She opened her eyes and realized that Jack was standing over her, where she’d fallen asleep at her grandma’s desk. He was fully dressed and breathing heavily, making her realize that her right hand was cupping the bulge behind his zipper. She snatched it away as if she’d been burned, and he stepped back, leaning against the file cabinet.
It took her a shockingly long moment to catch her breath, but even then, she could still feel the bulge of him in her palm. The big bulge of him… “What are you doing?” she demanded.
“You were moaning and flushed and sweaty. I came close to check on you, and you molested me.”
She groaned in embarrassment and covered her face while he laughed softly. In spite of the tension in every line of his body, he flashed a smile. “Busy, huh?”

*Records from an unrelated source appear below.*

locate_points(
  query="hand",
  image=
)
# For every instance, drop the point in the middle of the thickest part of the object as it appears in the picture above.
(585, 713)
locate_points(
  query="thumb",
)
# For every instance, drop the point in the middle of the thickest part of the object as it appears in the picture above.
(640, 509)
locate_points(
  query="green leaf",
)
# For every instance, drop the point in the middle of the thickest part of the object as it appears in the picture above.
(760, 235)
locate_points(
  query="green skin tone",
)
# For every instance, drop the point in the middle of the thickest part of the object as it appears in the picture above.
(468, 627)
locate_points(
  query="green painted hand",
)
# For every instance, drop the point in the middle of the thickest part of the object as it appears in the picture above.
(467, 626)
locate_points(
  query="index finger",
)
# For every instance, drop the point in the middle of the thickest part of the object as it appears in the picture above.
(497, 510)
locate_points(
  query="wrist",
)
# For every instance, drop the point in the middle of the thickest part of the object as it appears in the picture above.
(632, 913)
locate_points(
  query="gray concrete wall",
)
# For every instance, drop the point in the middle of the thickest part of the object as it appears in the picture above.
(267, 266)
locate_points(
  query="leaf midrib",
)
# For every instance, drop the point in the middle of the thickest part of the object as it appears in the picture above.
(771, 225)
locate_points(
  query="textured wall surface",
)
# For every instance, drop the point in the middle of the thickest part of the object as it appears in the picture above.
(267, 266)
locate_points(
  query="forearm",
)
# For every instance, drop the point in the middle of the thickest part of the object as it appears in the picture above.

There was a lull at the bakery every day around ten in the morning. Since Leah was usually up by 4:00 a.m. to bake and then serving customers by 6:00, that lull came with the urge to nap.
Usually she combated this with copious amounts of caffeine and something from her day’s wares that had lots of sugar, but today she’d been stuck in the teeny-tiny office facing a stack of her grandma’s bills. A little overwhelmed, she’d set her head down and clearly fallen asleep. “Yes,” she said. “I am very busy.” She bit her lip. “And sorry, about—” She gestured to his crotch. “Though it’s your fault for not knocking. Why are you here?”
“Donuts.” She huffed to her feet, pushed past him, and headed out front. “You interrupted the best sex I’ve had all year for donuts.”
“Exactly why I needed the end of that dream!”
In tune to his soft laugh, she loaded him up a box of donuts and shoved him out the door.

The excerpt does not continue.